In addition, we tried to evaluate whether OA is able to increase the level of tau phosphorylation at S-396 site by inhibiting PP2A activity. Western blots were performed and dose-dependent effects of OA on tau phosphorylation were evaluated by measuring the ratio of p-tau (S-396) and total tau. To confirm whether 50 nM is the best candidate concentration of OA, each different OA concentrations below 100 nM was used for this study, from 10 to 70 nM. The level of tau phosphorylation at S-396 site was gradually increased by increasing OA concentration, as shown in Fig. 3c. The ratio of p-tau/total tau measured at relatively lower concentrations did not significantly change (0.98 ± 0.06 at 10 nM and 1.12 ± 0.03 at 30 nM) as compared to the control. The ratio measured at higher concentrations, however, significantly increased at concentrations of 50 and 100 nM (1.28 ± 0.04 and 1.30 ± 0.05, p < 0.01, Fig. 3c). From these results, we were able to deduce that 50 nM OA could sufficiently inhibit PP2A activity without altering cell viability, thereby inducing tau phosphorylation at S-396 site. Therefore, the concentration of 50 nM was determined as an optimal one of OA, and this was used as an eliminating agent for donepezil's own enhancing capability of PP2A activity in Aβ- induced cell injury model.

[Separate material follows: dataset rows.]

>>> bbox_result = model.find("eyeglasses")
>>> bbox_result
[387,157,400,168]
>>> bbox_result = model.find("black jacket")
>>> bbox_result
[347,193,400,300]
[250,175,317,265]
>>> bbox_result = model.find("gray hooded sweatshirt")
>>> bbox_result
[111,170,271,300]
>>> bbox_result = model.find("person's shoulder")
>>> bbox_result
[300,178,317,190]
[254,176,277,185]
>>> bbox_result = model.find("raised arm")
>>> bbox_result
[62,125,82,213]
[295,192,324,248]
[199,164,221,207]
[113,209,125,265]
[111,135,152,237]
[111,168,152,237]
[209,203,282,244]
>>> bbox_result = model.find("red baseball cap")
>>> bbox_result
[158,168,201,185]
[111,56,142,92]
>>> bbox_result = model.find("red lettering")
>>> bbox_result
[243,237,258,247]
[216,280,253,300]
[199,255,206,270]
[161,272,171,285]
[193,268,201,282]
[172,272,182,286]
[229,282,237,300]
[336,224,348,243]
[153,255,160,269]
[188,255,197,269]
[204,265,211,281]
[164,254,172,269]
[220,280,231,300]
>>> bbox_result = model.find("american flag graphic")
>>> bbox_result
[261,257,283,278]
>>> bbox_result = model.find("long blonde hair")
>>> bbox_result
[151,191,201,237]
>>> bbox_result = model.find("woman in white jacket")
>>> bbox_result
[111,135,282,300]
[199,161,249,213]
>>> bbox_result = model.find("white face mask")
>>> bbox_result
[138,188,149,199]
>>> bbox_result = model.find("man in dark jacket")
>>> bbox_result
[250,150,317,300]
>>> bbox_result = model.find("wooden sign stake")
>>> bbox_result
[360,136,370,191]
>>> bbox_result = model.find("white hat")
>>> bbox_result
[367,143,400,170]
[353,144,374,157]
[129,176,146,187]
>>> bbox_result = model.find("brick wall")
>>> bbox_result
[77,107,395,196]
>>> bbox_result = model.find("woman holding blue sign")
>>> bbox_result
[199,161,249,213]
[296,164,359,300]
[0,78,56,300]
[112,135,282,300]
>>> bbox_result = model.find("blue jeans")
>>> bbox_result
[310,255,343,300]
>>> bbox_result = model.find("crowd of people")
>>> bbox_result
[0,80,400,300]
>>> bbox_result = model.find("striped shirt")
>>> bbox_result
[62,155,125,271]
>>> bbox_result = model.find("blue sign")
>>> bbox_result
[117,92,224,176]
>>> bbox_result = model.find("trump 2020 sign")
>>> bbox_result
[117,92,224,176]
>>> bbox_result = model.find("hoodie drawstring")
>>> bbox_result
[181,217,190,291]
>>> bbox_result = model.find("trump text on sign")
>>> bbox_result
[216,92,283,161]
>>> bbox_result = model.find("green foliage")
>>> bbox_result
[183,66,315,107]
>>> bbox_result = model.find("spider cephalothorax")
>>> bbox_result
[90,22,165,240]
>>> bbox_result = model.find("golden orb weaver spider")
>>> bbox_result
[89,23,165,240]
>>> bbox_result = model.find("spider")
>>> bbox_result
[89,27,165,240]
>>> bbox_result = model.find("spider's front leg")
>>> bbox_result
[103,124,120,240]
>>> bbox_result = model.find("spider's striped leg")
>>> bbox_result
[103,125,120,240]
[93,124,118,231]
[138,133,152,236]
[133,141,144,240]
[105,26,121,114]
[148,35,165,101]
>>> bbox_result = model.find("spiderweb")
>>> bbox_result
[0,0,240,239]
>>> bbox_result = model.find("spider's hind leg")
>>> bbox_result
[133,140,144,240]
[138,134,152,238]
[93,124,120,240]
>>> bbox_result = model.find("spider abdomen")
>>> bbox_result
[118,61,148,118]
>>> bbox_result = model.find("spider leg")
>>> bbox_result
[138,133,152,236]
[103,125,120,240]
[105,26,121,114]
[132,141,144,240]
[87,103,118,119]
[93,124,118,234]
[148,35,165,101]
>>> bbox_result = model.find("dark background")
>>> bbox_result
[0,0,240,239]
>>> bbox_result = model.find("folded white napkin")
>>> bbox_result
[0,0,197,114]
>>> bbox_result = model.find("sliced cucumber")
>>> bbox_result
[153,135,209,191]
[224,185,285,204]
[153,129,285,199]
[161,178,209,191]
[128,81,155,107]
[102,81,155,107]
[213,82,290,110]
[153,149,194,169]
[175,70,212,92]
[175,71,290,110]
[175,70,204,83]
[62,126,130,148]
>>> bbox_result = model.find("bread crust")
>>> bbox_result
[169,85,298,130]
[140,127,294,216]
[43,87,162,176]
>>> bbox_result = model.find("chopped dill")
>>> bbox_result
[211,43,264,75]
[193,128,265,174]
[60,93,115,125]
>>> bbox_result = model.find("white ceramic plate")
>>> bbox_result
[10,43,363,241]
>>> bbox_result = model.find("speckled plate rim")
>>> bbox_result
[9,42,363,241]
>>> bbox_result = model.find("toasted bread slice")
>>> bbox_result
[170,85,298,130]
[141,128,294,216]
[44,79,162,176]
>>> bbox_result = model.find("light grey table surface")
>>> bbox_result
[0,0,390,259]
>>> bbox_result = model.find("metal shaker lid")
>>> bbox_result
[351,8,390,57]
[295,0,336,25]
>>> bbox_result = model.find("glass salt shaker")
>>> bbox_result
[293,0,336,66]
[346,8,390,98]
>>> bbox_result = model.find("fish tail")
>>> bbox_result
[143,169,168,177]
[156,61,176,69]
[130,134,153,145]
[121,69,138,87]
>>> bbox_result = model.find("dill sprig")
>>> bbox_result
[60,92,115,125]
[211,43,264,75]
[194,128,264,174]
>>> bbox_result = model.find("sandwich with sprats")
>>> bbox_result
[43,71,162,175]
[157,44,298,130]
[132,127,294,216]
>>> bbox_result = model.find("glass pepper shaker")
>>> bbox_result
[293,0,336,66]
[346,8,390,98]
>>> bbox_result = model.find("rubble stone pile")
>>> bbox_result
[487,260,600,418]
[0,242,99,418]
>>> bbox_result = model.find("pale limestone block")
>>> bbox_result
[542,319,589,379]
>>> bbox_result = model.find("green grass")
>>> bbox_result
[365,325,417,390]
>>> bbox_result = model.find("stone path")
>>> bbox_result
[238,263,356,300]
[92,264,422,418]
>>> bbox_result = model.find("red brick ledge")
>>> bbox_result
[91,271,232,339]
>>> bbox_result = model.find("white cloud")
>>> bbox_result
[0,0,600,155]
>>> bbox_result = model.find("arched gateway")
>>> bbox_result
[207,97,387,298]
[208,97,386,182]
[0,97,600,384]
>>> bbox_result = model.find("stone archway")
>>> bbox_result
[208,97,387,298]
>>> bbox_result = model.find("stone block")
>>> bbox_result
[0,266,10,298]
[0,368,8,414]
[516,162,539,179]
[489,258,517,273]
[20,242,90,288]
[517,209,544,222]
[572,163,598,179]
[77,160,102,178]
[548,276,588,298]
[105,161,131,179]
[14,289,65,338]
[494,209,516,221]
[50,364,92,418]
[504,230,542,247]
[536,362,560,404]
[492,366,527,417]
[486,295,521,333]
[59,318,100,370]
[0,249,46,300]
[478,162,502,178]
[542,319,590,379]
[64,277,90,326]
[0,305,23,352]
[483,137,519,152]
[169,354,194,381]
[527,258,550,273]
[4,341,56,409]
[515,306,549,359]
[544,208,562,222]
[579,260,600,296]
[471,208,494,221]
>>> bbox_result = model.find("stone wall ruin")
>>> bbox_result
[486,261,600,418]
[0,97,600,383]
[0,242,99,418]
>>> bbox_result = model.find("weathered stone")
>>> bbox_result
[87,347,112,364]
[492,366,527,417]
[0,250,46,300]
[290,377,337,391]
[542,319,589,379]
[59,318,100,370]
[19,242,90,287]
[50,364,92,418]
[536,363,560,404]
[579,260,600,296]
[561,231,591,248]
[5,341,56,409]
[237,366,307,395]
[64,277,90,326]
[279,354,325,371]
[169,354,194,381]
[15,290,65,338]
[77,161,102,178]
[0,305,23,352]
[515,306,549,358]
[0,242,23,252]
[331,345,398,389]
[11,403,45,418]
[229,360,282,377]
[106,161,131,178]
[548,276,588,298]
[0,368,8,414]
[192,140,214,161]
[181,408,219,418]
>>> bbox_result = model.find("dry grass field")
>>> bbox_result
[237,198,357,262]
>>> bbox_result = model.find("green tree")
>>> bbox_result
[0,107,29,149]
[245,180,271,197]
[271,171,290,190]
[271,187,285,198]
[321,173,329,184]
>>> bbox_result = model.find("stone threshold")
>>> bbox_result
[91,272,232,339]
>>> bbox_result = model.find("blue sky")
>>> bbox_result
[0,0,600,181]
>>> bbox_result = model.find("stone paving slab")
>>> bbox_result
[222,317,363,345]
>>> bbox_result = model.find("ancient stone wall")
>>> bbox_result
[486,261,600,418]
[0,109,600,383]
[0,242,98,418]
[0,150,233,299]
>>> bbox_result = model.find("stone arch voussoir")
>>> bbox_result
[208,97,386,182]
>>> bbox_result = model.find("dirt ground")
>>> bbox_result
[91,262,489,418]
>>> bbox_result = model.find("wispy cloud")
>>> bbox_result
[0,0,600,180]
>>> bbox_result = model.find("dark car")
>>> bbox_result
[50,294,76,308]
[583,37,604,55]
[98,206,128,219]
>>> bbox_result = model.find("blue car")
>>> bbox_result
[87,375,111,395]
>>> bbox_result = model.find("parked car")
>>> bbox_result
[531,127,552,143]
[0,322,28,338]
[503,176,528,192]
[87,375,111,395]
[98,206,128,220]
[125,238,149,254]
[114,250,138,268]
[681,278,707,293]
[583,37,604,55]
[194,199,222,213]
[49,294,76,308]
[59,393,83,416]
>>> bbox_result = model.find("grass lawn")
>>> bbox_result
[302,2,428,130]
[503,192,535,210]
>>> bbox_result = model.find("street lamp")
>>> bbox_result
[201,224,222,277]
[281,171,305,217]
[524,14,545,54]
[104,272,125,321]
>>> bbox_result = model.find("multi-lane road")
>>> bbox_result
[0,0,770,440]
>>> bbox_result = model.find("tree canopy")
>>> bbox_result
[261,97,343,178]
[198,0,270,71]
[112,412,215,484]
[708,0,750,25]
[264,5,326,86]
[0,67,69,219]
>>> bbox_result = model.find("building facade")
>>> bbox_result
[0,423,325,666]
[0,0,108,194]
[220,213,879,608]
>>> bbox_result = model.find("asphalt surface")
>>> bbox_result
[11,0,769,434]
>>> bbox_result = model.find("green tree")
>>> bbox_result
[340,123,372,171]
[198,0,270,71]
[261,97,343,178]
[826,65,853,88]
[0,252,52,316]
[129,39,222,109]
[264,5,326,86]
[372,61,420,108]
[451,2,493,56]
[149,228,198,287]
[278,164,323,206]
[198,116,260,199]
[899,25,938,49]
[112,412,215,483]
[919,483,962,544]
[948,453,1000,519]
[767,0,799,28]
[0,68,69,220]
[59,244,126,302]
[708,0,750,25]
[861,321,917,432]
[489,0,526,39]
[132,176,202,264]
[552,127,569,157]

Effects of donepezil on cell viability and assessment of its effect on PP2A activity and the level of tau phosphorylation when PP2A activity is deleted by OA

We also investigated the effect of donepezil on PP2A methylation and PP2A demethylation. We found that the ratio of IRs for methylated PP2AC (Leu309) to that for the PP2AC subunit itself [methylated PP2AC (Leu309)/PP2AC subunit] decreased in 20 μM Aβ42-treated cells (0.71 ± 0.07, p < 0.01), and that this effect was reversed by pre-treatment with 10 μM donepezil (0.95 ± 0.02, p < 0.01) in Fig. 4a. Furthermore, additional treatment with OA (0.66 ± 0.07, p < 0.01), a PP2A inhibitor, or exposure to OA alone resulted in a reduced ratio of IRs for methylated PP2AC (Leu309) to that for the PP2AC subunit itself. The ratio of IRs for demethylated PP2AC (Leu309) showed in a complementary fashion to that for methylated PP2AC (Aβ42 treated; 1.22 ± 0.06, p < 0.01, combined Aβ42 with donepezil pre-treated group; 1.07 ± 0.03, p < 0.01, and additional treatment with OA group; 1.33 ± 0.04, p < 0.01, right blots in Fig. 4a), as might be expected, and the effects of donepezil on PP2A activity paralleled those on PP2AC methylation (Aβ42 treated; 22.6 ± 1.61%, p < 0.01, combined Aβ42 with donepezil pre-treated group; 56.6 ± 2.04%, p < 0.01, and additional treatment with OA group; 28.7 ± 0.95%, p < 0.01 in Fig. 4b). These finding suggest that donepezil plays a role in PP2A methylation/demethylation.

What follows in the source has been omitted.